Il Consorzio delle Organizzazioni di Produttori di mele italiani che rappresenta l’80% della produzione melicola nazionale,  punta il dito anche contro le "regole di impiego dei fitosanitari" e la "riduzione delle plastiche" proposte dall'Unione Europea e chiede maggiore confronto 

TRENTO. “Nonostante gli sforzi fatti per arrivare ad una parificazione delle strutture di conservazione e lavorazione dei prodotti ortofrutticoli alle cosiddette 'imprese energivore', le decisioni del Governo paiono non essere state favorevoli. Viene a reiterarsi quindi una ingiustificabile discriminazione, che legata ad una banale codifica Ateco, esclude le imprese del settore agricolo che conservano, selezionano e commercializzano frutta dalla definizione – e quindi dai vantaggi – di molte altre imprese che possono beneficiare del livello massimo di detrazione di imposta”. Usa queste parole in una nota Assomela, Consorzio delle organizzazioni di produttori di mele italiani che rappresenta l'80% della produzione melicola nazionale puntando il dito contro una “banale definizione” che penalizza strutture che di fatto con il loro lavoro rendono un servizio fondamentale per i cittadini.

L'intervento in occasione di Interpoma 2022, appuntamento internazionale fisso nelle agende degli operatori del settore.

Se le prime indicazioni sulle dinamiche di mercato e sulla sua possibile evoluzione suggeriscono un primo semestre del 2023 di più facile gestione, in particolare per una disponibilità di prodotto in Italia non particolarmente alta ma di ottima qualità, il peso dei costi di produzione inizia drammaticamente a farsi sentire.

I COSTI

Il peso dei costi di produzione per la conservazione e lavorazione delle mele è stimato all’attualità in circa 0,12 euro al chilo, ai quali vanno aggiunti circa 0,04 euro al chilo di costi assorbiti al livello delle aziende di produzione primaria.

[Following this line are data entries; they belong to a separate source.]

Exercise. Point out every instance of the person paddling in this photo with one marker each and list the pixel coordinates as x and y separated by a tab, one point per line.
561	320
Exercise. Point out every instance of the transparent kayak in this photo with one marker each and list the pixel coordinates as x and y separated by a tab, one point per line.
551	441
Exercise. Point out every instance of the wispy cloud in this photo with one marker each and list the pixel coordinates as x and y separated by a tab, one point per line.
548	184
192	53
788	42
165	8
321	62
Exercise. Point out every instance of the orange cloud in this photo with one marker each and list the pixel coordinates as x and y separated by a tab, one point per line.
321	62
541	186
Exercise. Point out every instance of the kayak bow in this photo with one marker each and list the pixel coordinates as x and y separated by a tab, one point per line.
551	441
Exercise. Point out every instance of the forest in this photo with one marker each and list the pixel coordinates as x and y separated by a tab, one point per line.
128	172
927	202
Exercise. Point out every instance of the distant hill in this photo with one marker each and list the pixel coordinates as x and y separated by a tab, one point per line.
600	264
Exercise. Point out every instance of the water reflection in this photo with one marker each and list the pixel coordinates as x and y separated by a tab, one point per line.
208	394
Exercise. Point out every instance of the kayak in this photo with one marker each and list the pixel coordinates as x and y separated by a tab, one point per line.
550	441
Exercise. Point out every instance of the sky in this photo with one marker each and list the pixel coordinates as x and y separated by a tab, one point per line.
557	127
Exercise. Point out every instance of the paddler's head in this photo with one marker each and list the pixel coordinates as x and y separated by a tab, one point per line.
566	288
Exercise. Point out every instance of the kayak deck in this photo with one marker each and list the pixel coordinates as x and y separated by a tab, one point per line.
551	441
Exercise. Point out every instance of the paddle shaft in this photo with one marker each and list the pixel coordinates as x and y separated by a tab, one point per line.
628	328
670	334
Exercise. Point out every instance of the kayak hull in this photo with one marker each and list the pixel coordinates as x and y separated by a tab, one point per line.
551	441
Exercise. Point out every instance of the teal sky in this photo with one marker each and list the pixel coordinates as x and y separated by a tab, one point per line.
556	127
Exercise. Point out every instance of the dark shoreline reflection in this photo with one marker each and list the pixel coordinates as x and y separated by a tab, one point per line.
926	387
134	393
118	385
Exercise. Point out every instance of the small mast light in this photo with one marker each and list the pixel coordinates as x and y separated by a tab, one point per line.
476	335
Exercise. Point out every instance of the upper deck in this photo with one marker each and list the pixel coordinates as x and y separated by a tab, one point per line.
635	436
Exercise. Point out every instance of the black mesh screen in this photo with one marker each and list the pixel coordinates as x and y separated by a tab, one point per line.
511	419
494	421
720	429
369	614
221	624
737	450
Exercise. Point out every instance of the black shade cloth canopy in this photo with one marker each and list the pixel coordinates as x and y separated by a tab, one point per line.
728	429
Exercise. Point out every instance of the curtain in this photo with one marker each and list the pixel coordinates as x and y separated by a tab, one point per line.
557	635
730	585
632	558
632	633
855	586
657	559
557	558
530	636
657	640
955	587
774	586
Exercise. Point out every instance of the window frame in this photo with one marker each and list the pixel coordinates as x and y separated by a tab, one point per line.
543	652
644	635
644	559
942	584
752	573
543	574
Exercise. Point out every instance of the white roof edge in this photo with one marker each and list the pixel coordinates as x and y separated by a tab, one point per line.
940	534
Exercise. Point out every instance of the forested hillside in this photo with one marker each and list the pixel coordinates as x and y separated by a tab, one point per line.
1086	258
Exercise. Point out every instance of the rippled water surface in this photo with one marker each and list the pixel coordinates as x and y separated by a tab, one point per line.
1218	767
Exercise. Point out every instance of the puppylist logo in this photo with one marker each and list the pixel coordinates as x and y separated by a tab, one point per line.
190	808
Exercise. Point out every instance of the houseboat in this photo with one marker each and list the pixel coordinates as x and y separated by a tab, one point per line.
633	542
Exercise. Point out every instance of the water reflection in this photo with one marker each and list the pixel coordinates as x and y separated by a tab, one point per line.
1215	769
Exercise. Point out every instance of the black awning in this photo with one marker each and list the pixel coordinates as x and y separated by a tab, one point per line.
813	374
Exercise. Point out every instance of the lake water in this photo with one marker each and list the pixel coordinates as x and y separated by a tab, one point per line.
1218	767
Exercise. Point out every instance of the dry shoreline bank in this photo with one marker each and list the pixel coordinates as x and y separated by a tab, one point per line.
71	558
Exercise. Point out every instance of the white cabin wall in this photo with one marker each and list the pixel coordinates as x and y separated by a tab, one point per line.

Questi maggiori costi possono arrivare ad erodere un terzo circa della liquidazione finale ai frutticoltori, che mediamente può aggirarsi attorno a 0,40 – 0,45 euro al chilo. Una mole di costi che rischia di minare l’equilibrio economico di migliaia di aziende frutticole.

LE RICHIESTE ALL'UNIONE EUROPEA

Per Assomela ci sono poi due elementi che potrebbero ulteriormente indebolire la competitività del sistema, aggiungendo nuovi costi ed incertezze, rendendo di fatto insostenibile il lavoro nella componente produttiva della filiera. Sono le regole di impiego dei fitosanitari e la riduzione delle plastiche, su cui sono insorte praticamente tutte le rappresentanze agricole d’Europa.

L'invito è quello di “restare compatti nella richiesta – viene spiegato nella nota - all’Unione Europea di ritirare la proposta di regolamento sull’impiego di fitosanitari e di rivedere sostanzialmente la proposta di uso del packaging e della riduzione degli imballi di plastica”.

In parallelo si prospetta la utilità di un confronto con tutti gli attori della filiera, dalla produzione alla distribuzione, per ricercare soluzioni in grado di migliorare le performances di lavoro, ad es. con razionalizzazione della logistica e del packaging, delle modalità di utilizzo dei mezzi di produzione, oppure in collaborazioni orientate alla migliore valorizzazione del prodotto allo scaffale.